MAKLab is an open access fabrication workshop which gives anyone from young people through to communities, individual entrepreneurs and businesses, the opportunity & capability to turn their ideas and concepts into reality.


At MAKLab anyone can Dream it. Design it. MAK it.

FABLab

The FABLab program was started in the Media Lab at Massachusetts Institute of Technology (MIT), a collaboration between the Grassroots Invention Group and the Center for Bits and Atoms (CBA) at MIT, exploring how a community can be powered by technology at the grassroots level.

MAKLab is Scotland’s first FABLab.

A FABlab (fabrication laboratory) is a small-scale workshop offering (personal) digital fabrication.

A FABlab is generally equipped with an array of flexible computer controlled tools that cover several different length scales and various materials, with the aim to make “almost anything”.

This includes technology-enabled products generally perceived as limited to mass production.

MAKLab subscribes to the FABLab Charter

Mission: fab labs are a global network of local labs, enabling invention by providing access for individuals to tools for digital fabrication.

Access: you can use the fab lab to make almost anything (that doesn’t hurt anyone); you must learn to do it yourself, and you must share use of the lab with other uses and users

Education: training in the fab lab is based on doing projects and learning from peers; you’re expected to contribute to documentation and instruction

Responsibility: you’re responsible for:

* safety: knowing how to work without hurting people or machines
* cleaning up: leaving the lab cleaner than you found it
* operations: assisting with maintaining, repairing, and reporting on tools, supplies, and incidents

Secrecy: designs and processes developed in fab labs must remain available for individual use although intellectual property can be protected however you choose

Business: commercial activities can be incubated in fab labs but they must not conflict with open access, they should grow beyond rather than within the lab, and they are expected to benefit the inventors, labs, and networks that contribute to their success.

While FABlab have yet to compete with mass production and its associated economies of scale in fabricating widely distributed products, they have already shown the potential to empower individuals to create smart devices for themselves. These devices can be tailored to local or personal needs in ways that are not practical or economical using mass production.

The Fab Folk Network is the central focus for all Fab Labs across the world.

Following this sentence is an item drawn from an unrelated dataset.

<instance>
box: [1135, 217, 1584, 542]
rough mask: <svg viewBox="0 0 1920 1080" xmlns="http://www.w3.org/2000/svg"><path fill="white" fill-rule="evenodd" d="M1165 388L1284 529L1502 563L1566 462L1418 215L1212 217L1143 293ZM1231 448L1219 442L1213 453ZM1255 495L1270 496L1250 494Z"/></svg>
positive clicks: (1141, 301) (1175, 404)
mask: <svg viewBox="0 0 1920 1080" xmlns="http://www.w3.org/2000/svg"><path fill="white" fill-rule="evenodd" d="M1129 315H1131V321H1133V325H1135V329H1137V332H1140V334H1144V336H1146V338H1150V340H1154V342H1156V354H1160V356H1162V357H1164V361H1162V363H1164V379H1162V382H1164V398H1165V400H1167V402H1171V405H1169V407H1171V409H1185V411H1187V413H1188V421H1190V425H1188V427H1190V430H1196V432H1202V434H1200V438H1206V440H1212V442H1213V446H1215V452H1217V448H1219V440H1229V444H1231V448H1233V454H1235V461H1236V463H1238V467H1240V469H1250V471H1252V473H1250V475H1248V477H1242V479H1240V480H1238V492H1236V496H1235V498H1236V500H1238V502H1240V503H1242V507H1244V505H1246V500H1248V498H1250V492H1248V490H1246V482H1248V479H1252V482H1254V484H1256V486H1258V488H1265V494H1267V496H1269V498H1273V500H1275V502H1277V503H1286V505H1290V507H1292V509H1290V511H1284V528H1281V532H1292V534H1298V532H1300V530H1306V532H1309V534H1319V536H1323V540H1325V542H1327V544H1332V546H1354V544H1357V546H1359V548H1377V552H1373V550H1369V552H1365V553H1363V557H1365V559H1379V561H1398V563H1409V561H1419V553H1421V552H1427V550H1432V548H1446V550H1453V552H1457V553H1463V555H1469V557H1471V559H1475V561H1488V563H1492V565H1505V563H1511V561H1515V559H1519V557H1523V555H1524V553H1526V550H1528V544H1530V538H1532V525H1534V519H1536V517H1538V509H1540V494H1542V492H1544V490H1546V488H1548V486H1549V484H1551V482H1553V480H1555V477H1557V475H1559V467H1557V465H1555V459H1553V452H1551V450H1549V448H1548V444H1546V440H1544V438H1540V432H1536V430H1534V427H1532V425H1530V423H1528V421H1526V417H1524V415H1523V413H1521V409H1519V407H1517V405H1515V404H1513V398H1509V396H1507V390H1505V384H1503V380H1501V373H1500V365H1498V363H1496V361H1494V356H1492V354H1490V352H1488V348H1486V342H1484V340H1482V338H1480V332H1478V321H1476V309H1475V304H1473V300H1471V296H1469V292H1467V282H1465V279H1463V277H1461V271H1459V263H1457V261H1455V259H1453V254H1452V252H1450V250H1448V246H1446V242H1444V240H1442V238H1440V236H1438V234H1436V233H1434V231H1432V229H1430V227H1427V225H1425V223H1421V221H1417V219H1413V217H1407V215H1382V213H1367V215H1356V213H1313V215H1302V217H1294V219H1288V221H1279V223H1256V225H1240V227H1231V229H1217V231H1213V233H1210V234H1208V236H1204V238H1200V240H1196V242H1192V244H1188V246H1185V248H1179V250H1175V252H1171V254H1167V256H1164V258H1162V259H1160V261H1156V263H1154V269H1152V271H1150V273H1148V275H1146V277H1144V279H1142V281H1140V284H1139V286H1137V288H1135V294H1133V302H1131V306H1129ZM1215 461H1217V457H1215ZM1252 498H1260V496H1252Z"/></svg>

There are about 50 Fab Labs around the world – Shepherds in Norway have used their Fab Lab to create a system for tracking sheep using their mobile phones, while in Ghana, people made an innovative truck refrigeration system powered by the vehicle’s own exhaust gases. In Afghanistan, people are fashioning customised prosthetic limbs, while in South Africa a government and business backed project is creating simple internet connected computers that hook up to televisions and cost just ten dollars each.